High-performance long-term memory for AI agents — production-grade pipeline with semantic compression, lifecycle reconciliation, full CRUD, hybrid retrieval, and persistent vector storage, written in Rust.
meme implements a production-grade memory pipeline with a Rust core: (1) Semantic Structured Compression extracts lossless, disambiguated memory entries from dialogues or raw facts via LLM, (2) Lifecycle Reconciliation deduplicates and manages ADD/UPDATE/DELETE/NOOP via LLM-driven conflict resolution at write time, and (3) Intent-Aware Retrieval Planning combines semantic, lexical (FTS), and structured metadata search with LLM-driven reflection. Memory is stored persistently on disk via LanceDB with full change history tracking.
Shell (macOS / Linux):
curl -fsSL https://sh.qntx.fun/meme | shPowerShell (Windows):
irm https://sh.qntx.fun/meme/ps | iex# Initialize configuration
meme init
# Add dialogues
meme add -s Alice "I'll be in Tokyo next Monday for the conference."
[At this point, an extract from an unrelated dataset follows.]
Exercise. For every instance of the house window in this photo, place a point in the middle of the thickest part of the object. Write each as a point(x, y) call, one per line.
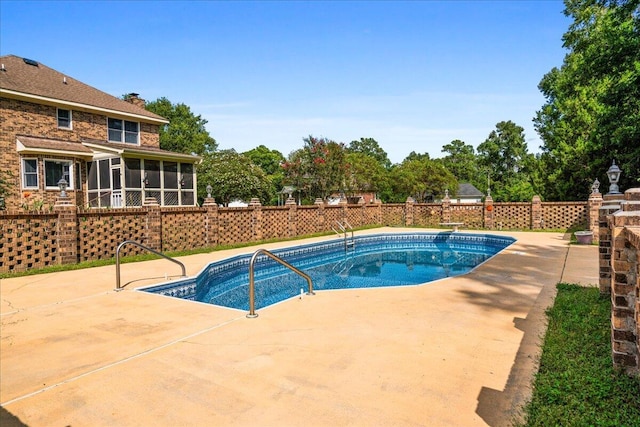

meme add -s Bob "Let's meet at Shibuya station at 3pm."
# Add raw facts (no speaker needed)
meme add "Alice prefers coffee over tea"
# Import from JSONL file
meme add --file conversation.jsonl
# Ask questions
meme ask "Where will Alice and Bob meet?"
# Semantic search
meme search "Alice travel plans"
# CRUD operations
meme get <uuid>
meme update <uuid> "Updated content here"
meme delete <uuid>
# View change history
meme history <uuid>
# List stored memories
meme list
meme list --json --limit 50
# Export / import
meme export -o memories.json
meme import memories.jsonuse meme::MemeBuilder;
let meme = MemeBuilder::new()
.api_key("sk-...")
.model("gpt-4.1-mini")
.build()
.await?;
// Dialogue-based ingestion — automatically extracted into structured memory entries.
meme.add_dialogue("Alice", "Let's meet at 2pm tomorrow", None).await?;
meme.add_dialogue("Bob", "Sure, I'll bring the Q3 report", None).await?;
meme.finalize().await?;
// Direct fact ingestion — bypasses dialogue windowing.
meme.add("Alice prefers coffee over tea").await?;
// CRUD operations.
let results = meme.search("Alice meeting").await?;
let entry = meme.get(results[0].id).await?;
meme.update(results[0].id, "Alice prefers tea over coffee").await?;
meme.delete(results[0].id).await?;
// Change history tracking.
let events = meme.history(results[0].id).await?;
// Q&A — hybrid retrieval + LLM answer generation.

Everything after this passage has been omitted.